It’s a staggering challenge.
The proliferation of malware — malicious software that often targets the mountain of data on computers and mobile devices — poses a huge problem for the information security world, complicated by its taking on new forms and techniques.
Increasingly, firms like Avast Software are addressing the problem with GPUs.
The Czech security vendor has built a GPU-accelerated database that lets it process and analyze millions of samples dramatically faster than traditional tools, Peter Kovac, an Avast senior researcher told attendees during a session at the GPU Technology Conference.
“It allows us to do nearest-neighbor queries, rule-matching queries and classification of unknown records,” Kovac said of the database, dubbed Medusa.
Each day, Avast’s sensor network monitors hundreds of millions of user machines, and identifies hundreds of thousands of potential new malware files. When the network collects what it believes is a suspicious file, it sends it to the company’s submit servers, which pass it on to Medusa. There, the GPUs do their magic, applying queries and classifying files based on the results.
Medusa then stores records of those files to compare against future suspected malware. The database contains nearly 40 million clean files, nearly 3 million recent threats and about 2 million samples for which it hasn’t made a determination.
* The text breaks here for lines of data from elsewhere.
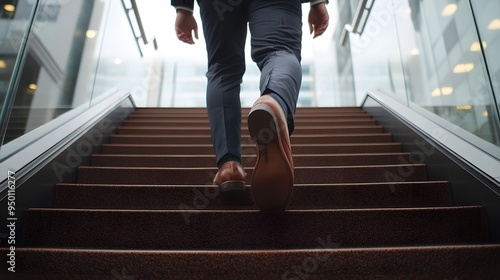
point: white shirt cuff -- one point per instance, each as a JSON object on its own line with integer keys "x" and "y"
{"x": 183, "y": 8}
{"x": 315, "y": 2}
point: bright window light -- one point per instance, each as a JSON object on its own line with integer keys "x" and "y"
{"x": 449, "y": 10}
{"x": 463, "y": 68}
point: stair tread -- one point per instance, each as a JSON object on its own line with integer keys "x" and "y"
{"x": 306, "y": 196}
{"x": 197, "y": 175}
{"x": 253, "y": 229}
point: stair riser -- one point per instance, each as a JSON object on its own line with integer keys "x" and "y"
{"x": 248, "y": 161}
{"x": 208, "y": 197}
{"x": 203, "y": 176}
{"x": 204, "y": 139}
{"x": 482, "y": 262}
{"x": 206, "y": 131}
{"x": 178, "y": 230}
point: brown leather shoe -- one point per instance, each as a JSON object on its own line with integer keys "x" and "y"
{"x": 231, "y": 177}
{"x": 272, "y": 178}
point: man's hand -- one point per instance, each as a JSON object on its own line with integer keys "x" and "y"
{"x": 318, "y": 19}
{"x": 185, "y": 24}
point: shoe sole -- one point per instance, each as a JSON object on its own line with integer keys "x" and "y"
{"x": 272, "y": 179}
{"x": 232, "y": 186}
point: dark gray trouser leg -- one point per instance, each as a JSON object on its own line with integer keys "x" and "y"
{"x": 225, "y": 34}
{"x": 276, "y": 28}
{"x": 276, "y": 46}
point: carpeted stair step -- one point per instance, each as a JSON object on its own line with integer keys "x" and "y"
{"x": 207, "y": 149}
{"x": 295, "y": 139}
{"x": 326, "y": 196}
{"x": 123, "y": 160}
{"x": 303, "y": 175}
{"x": 326, "y": 262}
{"x": 249, "y": 229}
{"x": 360, "y": 129}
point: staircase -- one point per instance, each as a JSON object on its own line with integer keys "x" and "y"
{"x": 146, "y": 209}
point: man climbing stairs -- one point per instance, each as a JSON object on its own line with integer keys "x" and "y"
{"x": 145, "y": 209}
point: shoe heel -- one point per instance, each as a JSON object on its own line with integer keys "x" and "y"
{"x": 232, "y": 186}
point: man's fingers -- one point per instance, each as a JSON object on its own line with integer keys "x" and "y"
{"x": 185, "y": 38}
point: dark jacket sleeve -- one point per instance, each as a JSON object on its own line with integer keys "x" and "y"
{"x": 183, "y": 3}
{"x": 190, "y": 3}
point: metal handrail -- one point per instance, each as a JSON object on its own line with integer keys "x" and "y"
{"x": 139, "y": 22}
{"x": 142, "y": 31}
{"x": 353, "y": 27}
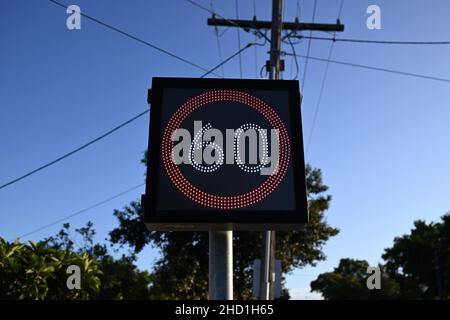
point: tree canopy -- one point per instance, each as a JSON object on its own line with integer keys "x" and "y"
{"x": 181, "y": 272}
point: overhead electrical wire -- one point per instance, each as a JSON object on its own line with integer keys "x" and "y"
{"x": 374, "y": 41}
{"x": 319, "y": 100}
{"x": 219, "y": 47}
{"x": 256, "y": 48}
{"x": 71, "y": 153}
{"x": 322, "y": 86}
{"x": 166, "y": 52}
{"x": 362, "y": 66}
{"x": 239, "y": 38}
{"x": 76, "y": 213}
{"x": 309, "y": 48}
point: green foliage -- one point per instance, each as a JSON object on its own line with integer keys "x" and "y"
{"x": 348, "y": 281}
{"x": 38, "y": 271}
{"x": 120, "y": 278}
{"x": 181, "y": 271}
{"x": 420, "y": 261}
{"x": 417, "y": 266}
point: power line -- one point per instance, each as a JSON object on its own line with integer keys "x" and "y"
{"x": 256, "y": 48}
{"x": 319, "y": 100}
{"x": 80, "y": 211}
{"x": 416, "y": 75}
{"x": 239, "y": 38}
{"x": 115, "y": 128}
{"x": 135, "y": 38}
{"x": 219, "y": 47}
{"x": 309, "y": 47}
{"x": 340, "y": 9}
{"x": 229, "y": 58}
{"x": 374, "y": 41}
{"x": 123, "y": 124}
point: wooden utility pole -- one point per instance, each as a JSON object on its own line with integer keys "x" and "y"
{"x": 275, "y": 67}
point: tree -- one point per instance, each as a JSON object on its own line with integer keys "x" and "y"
{"x": 420, "y": 261}
{"x": 119, "y": 278}
{"x": 349, "y": 281}
{"x": 182, "y": 269}
{"x": 38, "y": 271}
{"x": 417, "y": 266}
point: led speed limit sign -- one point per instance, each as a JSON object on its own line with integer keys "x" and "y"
{"x": 225, "y": 154}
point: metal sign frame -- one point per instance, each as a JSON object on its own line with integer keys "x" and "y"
{"x": 221, "y": 219}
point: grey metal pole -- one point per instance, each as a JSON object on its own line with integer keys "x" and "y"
{"x": 268, "y": 259}
{"x": 220, "y": 265}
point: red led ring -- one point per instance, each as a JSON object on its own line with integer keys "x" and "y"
{"x": 217, "y": 201}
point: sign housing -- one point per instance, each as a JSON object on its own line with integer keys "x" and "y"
{"x": 225, "y": 154}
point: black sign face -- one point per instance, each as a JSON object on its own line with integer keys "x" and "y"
{"x": 225, "y": 154}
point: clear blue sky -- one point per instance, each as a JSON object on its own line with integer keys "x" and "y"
{"x": 382, "y": 140}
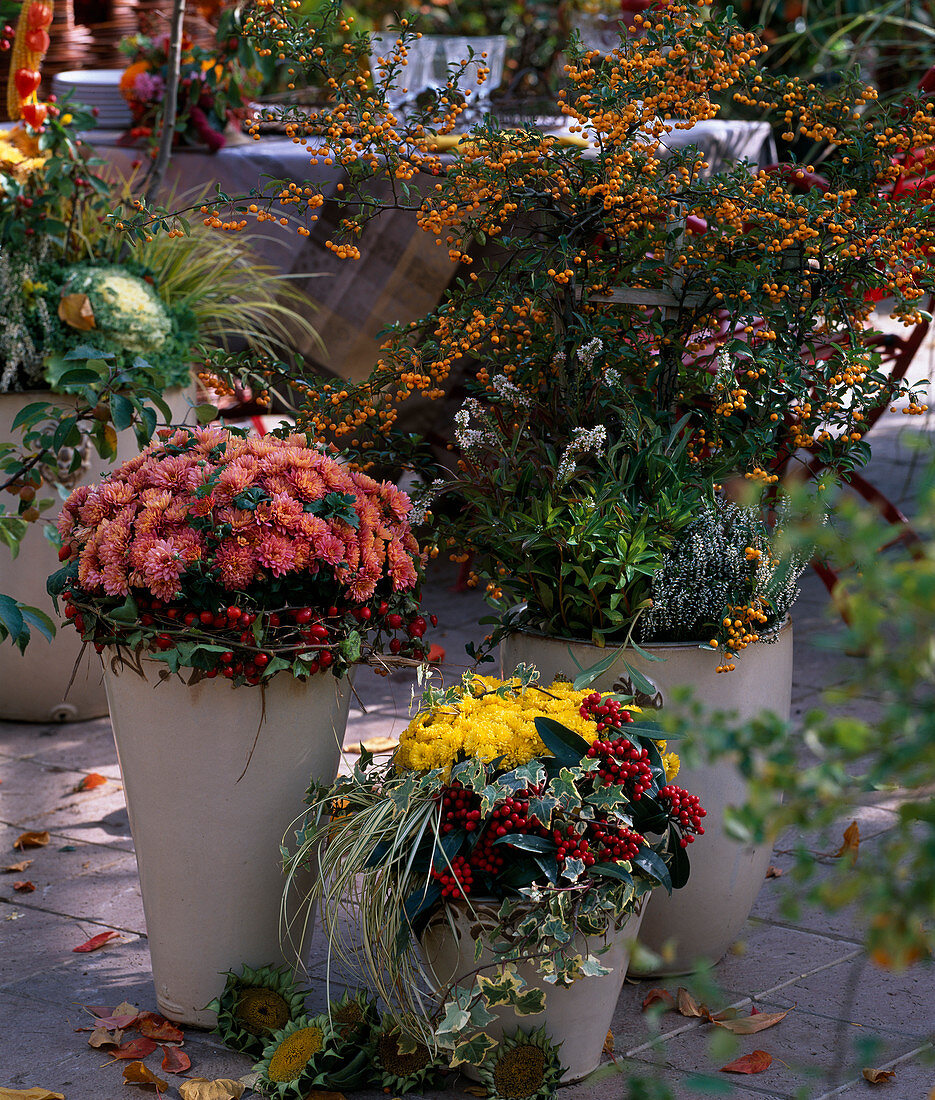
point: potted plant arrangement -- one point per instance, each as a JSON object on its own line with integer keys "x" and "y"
{"x": 98, "y": 336}
{"x": 231, "y": 585}
{"x": 498, "y": 864}
{"x": 641, "y": 337}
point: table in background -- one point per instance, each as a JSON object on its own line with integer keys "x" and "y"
{"x": 402, "y": 273}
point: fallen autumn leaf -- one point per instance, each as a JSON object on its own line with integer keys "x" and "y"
{"x": 17, "y": 868}
{"x": 101, "y": 1037}
{"x": 660, "y": 997}
{"x": 878, "y": 1076}
{"x": 32, "y": 840}
{"x": 751, "y": 1024}
{"x": 157, "y": 1027}
{"x": 140, "y": 1047}
{"x": 754, "y": 1063}
{"x": 175, "y": 1060}
{"x": 138, "y": 1074}
{"x": 851, "y": 843}
{"x": 689, "y": 1007}
{"x": 200, "y": 1088}
{"x": 34, "y": 1093}
{"x": 89, "y": 782}
{"x": 96, "y": 942}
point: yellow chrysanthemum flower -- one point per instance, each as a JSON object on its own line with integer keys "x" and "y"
{"x": 486, "y": 725}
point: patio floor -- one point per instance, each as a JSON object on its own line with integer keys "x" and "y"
{"x": 846, "y": 1014}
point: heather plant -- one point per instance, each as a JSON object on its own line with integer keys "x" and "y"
{"x": 615, "y": 293}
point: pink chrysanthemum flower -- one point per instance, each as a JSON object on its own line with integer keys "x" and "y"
{"x": 235, "y": 564}
{"x": 275, "y": 552}
{"x": 400, "y": 565}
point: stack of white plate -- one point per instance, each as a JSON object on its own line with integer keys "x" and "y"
{"x": 98, "y": 88}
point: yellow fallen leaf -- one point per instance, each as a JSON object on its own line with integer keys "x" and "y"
{"x": 75, "y": 309}
{"x": 32, "y": 840}
{"x": 200, "y": 1088}
{"x": 878, "y": 1076}
{"x": 749, "y": 1025}
{"x": 851, "y": 843}
{"x": 34, "y": 1093}
{"x": 15, "y": 868}
{"x": 372, "y": 745}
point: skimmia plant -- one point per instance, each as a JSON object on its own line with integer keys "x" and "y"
{"x": 616, "y": 294}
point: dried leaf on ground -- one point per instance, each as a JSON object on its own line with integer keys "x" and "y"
{"x": 34, "y": 1093}
{"x": 138, "y": 1074}
{"x": 89, "y": 782}
{"x": 754, "y": 1063}
{"x": 851, "y": 843}
{"x": 96, "y": 942}
{"x": 689, "y": 1007}
{"x": 374, "y": 745}
{"x": 175, "y": 1060}
{"x": 140, "y": 1047}
{"x": 32, "y": 840}
{"x": 101, "y": 1037}
{"x": 658, "y": 997}
{"x": 200, "y": 1088}
{"x": 878, "y": 1076}
{"x": 17, "y": 868}
{"x": 158, "y": 1027}
{"x": 751, "y": 1024}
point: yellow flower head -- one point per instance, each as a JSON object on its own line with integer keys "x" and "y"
{"x": 487, "y": 723}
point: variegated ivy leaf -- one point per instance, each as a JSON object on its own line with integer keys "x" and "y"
{"x": 563, "y": 789}
{"x": 474, "y": 1051}
{"x": 592, "y": 968}
{"x": 573, "y": 870}
{"x": 503, "y": 989}
{"x": 451, "y": 1025}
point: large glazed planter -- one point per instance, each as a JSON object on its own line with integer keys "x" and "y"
{"x": 34, "y": 685}
{"x": 578, "y": 1015}
{"x": 703, "y": 919}
{"x": 215, "y": 777}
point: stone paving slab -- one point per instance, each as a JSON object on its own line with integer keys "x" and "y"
{"x": 801, "y": 963}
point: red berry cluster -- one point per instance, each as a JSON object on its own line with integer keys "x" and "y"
{"x": 608, "y": 714}
{"x": 684, "y": 809}
{"x": 613, "y": 843}
{"x": 458, "y": 881}
{"x": 287, "y": 631}
{"x": 459, "y": 809}
{"x": 624, "y": 763}
{"x": 570, "y": 844}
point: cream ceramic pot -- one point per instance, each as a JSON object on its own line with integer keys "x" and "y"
{"x": 215, "y": 778}
{"x": 703, "y": 919}
{"x": 578, "y": 1016}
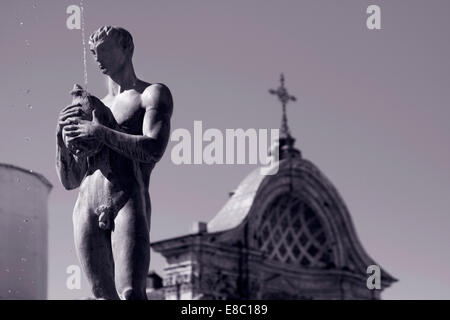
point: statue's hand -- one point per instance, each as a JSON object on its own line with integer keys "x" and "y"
{"x": 67, "y": 116}
{"x": 85, "y": 129}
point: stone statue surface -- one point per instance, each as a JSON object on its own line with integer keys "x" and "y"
{"x": 107, "y": 148}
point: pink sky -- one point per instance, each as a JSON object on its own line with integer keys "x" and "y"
{"x": 372, "y": 111}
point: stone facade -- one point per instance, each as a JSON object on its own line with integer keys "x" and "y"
{"x": 23, "y": 233}
{"x": 283, "y": 236}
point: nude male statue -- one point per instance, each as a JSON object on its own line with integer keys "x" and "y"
{"x": 112, "y": 213}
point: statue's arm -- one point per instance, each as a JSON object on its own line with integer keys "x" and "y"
{"x": 70, "y": 169}
{"x": 150, "y": 146}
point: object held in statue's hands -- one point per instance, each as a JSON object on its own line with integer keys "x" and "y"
{"x": 88, "y": 147}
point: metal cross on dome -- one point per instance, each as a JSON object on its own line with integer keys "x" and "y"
{"x": 284, "y": 98}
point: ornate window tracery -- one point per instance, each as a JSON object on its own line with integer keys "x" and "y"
{"x": 291, "y": 232}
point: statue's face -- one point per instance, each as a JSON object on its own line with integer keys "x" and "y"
{"x": 109, "y": 55}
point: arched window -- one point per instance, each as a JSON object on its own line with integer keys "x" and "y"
{"x": 291, "y": 232}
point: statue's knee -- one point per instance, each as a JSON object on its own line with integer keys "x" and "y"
{"x": 133, "y": 294}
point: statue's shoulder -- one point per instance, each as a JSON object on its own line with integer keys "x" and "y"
{"x": 157, "y": 95}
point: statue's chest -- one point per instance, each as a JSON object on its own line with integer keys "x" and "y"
{"x": 128, "y": 113}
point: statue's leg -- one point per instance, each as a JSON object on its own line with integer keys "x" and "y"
{"x": 131, "y": 249}
{"x": 93, "y": 246}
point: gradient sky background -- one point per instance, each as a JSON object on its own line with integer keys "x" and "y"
{"x": 372, "y": 111}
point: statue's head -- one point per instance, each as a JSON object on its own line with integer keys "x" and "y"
{"x": 112, "y": 48}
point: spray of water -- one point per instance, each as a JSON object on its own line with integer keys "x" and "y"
{"x": 83, "y": 40}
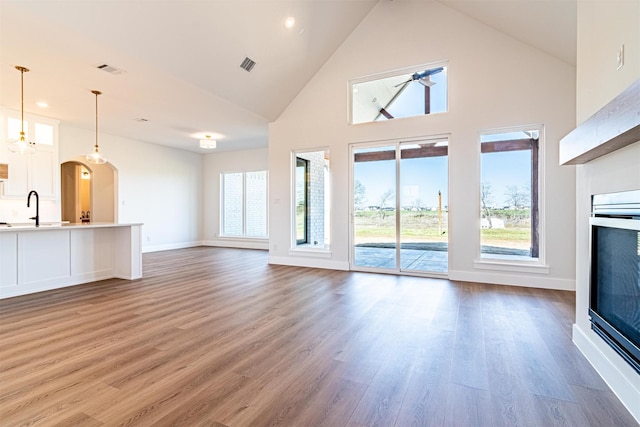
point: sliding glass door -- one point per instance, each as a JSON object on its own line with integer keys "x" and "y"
{"x": 400, "y": 206}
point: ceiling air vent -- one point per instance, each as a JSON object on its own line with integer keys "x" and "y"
{"x": 247, "y": 64}
{"x": 110, "y": 69}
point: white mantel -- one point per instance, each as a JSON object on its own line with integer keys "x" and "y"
{"x": 54, "y": 256}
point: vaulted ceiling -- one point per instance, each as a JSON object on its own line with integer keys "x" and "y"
{"x": 177, "y": 62}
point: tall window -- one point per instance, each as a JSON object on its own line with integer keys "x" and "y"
{"x": 509, "y": 195}
{"x": 311, "y": 196}
{"x": 302, "y": 201}
{"x": 244, "y": 204}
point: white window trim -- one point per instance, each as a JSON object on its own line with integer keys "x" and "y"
{"x": 243, "y": 237}
{"x": 391, "y": 73}
{"x": 294, "y": 248}
{"x": 534, "y": 265}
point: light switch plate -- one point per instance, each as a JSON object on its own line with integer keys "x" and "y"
{"x": 620, "y": 57}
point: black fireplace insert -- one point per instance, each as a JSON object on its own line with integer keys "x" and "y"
{"x": 614, "y": 305}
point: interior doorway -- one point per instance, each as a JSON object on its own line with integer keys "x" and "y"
{"x": 88, "y": 192}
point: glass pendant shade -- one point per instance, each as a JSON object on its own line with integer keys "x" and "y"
{"x": 21, "y": 145}
{"x": 96, "y": 157}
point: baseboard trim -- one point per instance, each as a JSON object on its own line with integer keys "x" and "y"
{"x": 534, "y": 281}
{"x": 169, "y": 246}
{"x": 620, "y": 384}
{"x": 238, "y": 244}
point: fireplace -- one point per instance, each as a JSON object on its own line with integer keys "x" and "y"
{"x": 614, "y": 305}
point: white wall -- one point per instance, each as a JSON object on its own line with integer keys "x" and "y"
{"x": 158, "y": 186}
{"x": 494, "y": 81}
{"x": 214, "y": 165}
{"x": 602, "y": 28}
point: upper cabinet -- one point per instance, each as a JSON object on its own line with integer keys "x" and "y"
{"x": 26, "y": 172}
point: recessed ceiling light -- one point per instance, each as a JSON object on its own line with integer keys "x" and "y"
{"x": 290, "y": 22}
{"x": 207, "y": 143}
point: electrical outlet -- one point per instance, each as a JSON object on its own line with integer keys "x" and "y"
{"x": 620, "y": 57}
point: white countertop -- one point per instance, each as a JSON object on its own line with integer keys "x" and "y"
{"x": 30, "y": 226}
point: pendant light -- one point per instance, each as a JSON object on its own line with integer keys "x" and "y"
{"x": 21, "y": 146}
{"x": 95, "y": 157}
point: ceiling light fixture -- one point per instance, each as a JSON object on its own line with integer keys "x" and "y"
{"x": 21, "y": 146}
{"x": 96, "y": 157}
{"x": 290, "y": 22}
{"x": 207, "y": 143}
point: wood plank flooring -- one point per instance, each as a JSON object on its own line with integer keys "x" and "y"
{"x": 217, "y": 337}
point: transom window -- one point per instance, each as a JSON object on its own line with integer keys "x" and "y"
{"x": 406, "y": 93}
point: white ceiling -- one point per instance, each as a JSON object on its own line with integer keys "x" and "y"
{"x": 181, "y": 59}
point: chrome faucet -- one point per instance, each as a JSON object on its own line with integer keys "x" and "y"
{"x": 37, "y": 217}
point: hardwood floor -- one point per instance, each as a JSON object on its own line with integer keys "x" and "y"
{"x": 217, "y": 337}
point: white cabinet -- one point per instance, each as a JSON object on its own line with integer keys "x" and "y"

Kovac said there are “billions of billions” of possible combinations to analyze, which requires a stochastic approach. Because of the huge, random nature of the possibilities, Medusa comes up with a typical representative of a cluster that uses 60 to 80 percent of its attributes. The goal is to find a workable subset of conditions so Avast can maximize its success in identifying malware in real time.
Without GPUs, none of this would be possible because of the enormous amount of data in question.
“GPUs do the heavy lifting,” Kovac said.
How heavy? How about rule-matching queries happening 22X faster than on a CPU, rule generation that’s 20X faster and nearest-neighbor queries that happen 13X faster?
The results speak for themselves.
“Hundreds of results from the rule generator are released daily,” said Kovac. In other words, millions of users’ computers are spared.